• 2 replies
  • Latest Post - ‏2012-11-12T14:10:47Z by SystemAdmin
6772 Posts

Pinned topic how to prevent reboot due to a unresponsive backend

‏2012-11-07T14:06:41Z |
We recently had production downtime that we tracked down to an unresponsive back end causing a high number of open tcp connections and consequently high memory consumption. The whole appliance group rebooted because one web service consumed too much memory.
Is it possible to configure the appliance to rather reject service calls instead of rebooting in such a case, ideally by assigning a memory quota to each web service (or at least a domain)? Or is the only way to monitor memory consumption (e.g. via SNMP) and have someone manually spot the "bad" web service and stop it?

Kind Regards
Updated on 2012-11-12T14:10:47Z at 2012-11-12T14:10:47Z by SystemAdmin
  • msiebler
    142 Posts

    Re: how to prevent reboot due to a unresponsive backend

    That is a common question that we see and we have a few best practice in this area.
    There is no one correct answer for all topologies; but there are some patterns that can help.
    First; you cannot do exactly as you wish based on memory quotas.

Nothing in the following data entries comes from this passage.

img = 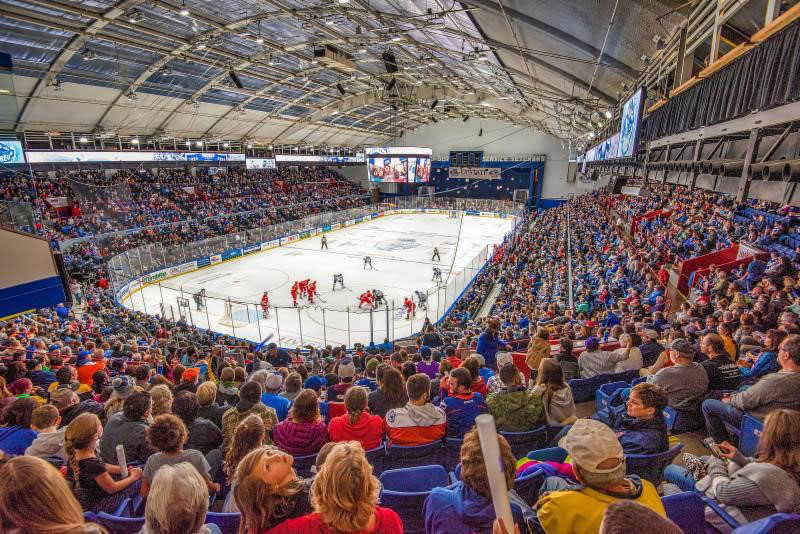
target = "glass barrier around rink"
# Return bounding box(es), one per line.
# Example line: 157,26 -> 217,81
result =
108,197 -> 524,347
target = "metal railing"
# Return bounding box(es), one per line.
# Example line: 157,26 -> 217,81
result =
107,197 -> 525,346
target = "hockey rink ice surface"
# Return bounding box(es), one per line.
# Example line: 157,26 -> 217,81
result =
123,214 -> 513,347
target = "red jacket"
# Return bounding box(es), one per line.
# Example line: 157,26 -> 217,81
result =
328,412 -> 383,451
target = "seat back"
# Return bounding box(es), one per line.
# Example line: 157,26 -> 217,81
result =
380,465 -> 450,493
442,438 -> 464,471
328,402 -> 347,419
661,491 -> 706,532
386,441 -> 442,469
292,454 -> 317,478
206,512 -> 242,534
625,443 -> 683,487
364,444 -> 386,476
500,425 -> 547,458
733,514 -> 800,534
739,414 -> 764,456
95,512 -> 144,534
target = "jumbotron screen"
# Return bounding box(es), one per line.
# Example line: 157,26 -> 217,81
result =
366,147 -> 432,183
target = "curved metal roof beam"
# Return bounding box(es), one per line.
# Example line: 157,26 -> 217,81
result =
14,0 -> 144,130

    Some common things to look at are:

    the timeouts for backends & other calls; by default these are typically very high. If the timeouts are lower then calls get cleaned up faster leading to lower memory.
    Also; you probably want to add SLM and/or message monitors to help limit the number of calls to a backend.
  • SystemAdmin
    6772 Posts

    Re: how to prevent reboot due to a unresponsive backend

    Thanks for your answer. We've tried the first point and it helped a lot. The seconds is probably not feasible in our case because even the normal number of calls at peak times seems to be high enough to bring the machine down if backends respond with timeouts.
    But thanks anyway, the first point has helped.